研究課題
惑星周辺の宇宙環境(電磁気圏環境)は、惑星の固有磁場強度によって大きく異なる。しかし現在、固有磁場強度が変化したときに、電磁気圏環境や大気流出量がどのように変化するのかを予測できる段階には達していない。本研究の目的は、地球と火星の比較に基づいて、地球型惑星の電磁気圏環境に固有磁場強度が与える影響を解明することにある。2019年度には、これまで行ってきたMAVEN火星探査機のデータ解析、ジオスペース探査衛星あらせとEISCATの同時観測、統計データ解析研究成果のまとめと数値実験へのフィードバック、固有磁場強度をパラメータとした火星からの大気流出シミュレーションと太陽風パラメータへの依存性調査などの結果、下記の成果を得た。まず地球に関しては、あらせ衛星による内部磁気圏でのイオン観測データの統計解析から、分子イオンの流出がこれまで考えられていたよりも頻繁に起こっていることが明らかになった。分子イオンの流出は、高度300km以下の低高度電離圏からの効率のより大気流出が起こっていることの指標である。この流出機構を調べる為、EISCATレーダーとあらせ衛星との同時観測事例を解析した結果、磁気嵐時のサブオーロラ帯での電場の局所的強まりによりイオン加熱が、この効率的な大気流出に重要である可能性を示唆する研究結果を得た。また、固有磁場を持たない火星においては、太陽動圧が高い条件下で、低高度電離圏から太陽風電場の侵入によって二酸化炭素イオンの流出が引き起こされていることを明らかにした。

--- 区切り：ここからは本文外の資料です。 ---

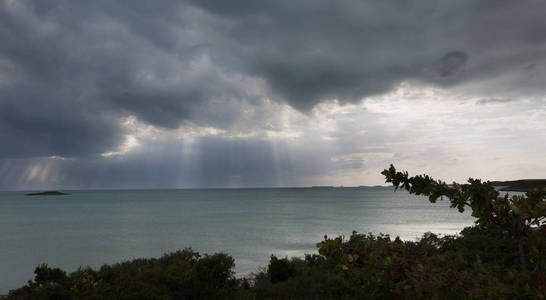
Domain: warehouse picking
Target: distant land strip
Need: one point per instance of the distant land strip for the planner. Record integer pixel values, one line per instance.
(523, 185)
(47, 193)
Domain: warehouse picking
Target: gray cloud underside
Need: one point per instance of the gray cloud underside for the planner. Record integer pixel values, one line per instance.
(70, 69)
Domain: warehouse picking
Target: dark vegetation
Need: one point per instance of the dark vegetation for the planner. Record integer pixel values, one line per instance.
(523, 185)
(501, 257)
(48, 193)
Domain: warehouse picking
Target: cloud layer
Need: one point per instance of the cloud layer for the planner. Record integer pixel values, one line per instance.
(242, 76)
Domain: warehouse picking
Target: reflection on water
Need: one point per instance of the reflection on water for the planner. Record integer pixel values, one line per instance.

これらのデータ解析結果を踏まえて、太古火星における電離大気流出のグローバルシミュレーションを惑星の固有磁場強度を変更して行った結果、太陽風動圧が固有磁場の磁気圧より強い条件下では、固有磁場の存在が大気流出率を増加させるが、磁気圧が弱くなると減少に転じることなどが明らかになった。
令和元年度が最終年度であるため、記入しない。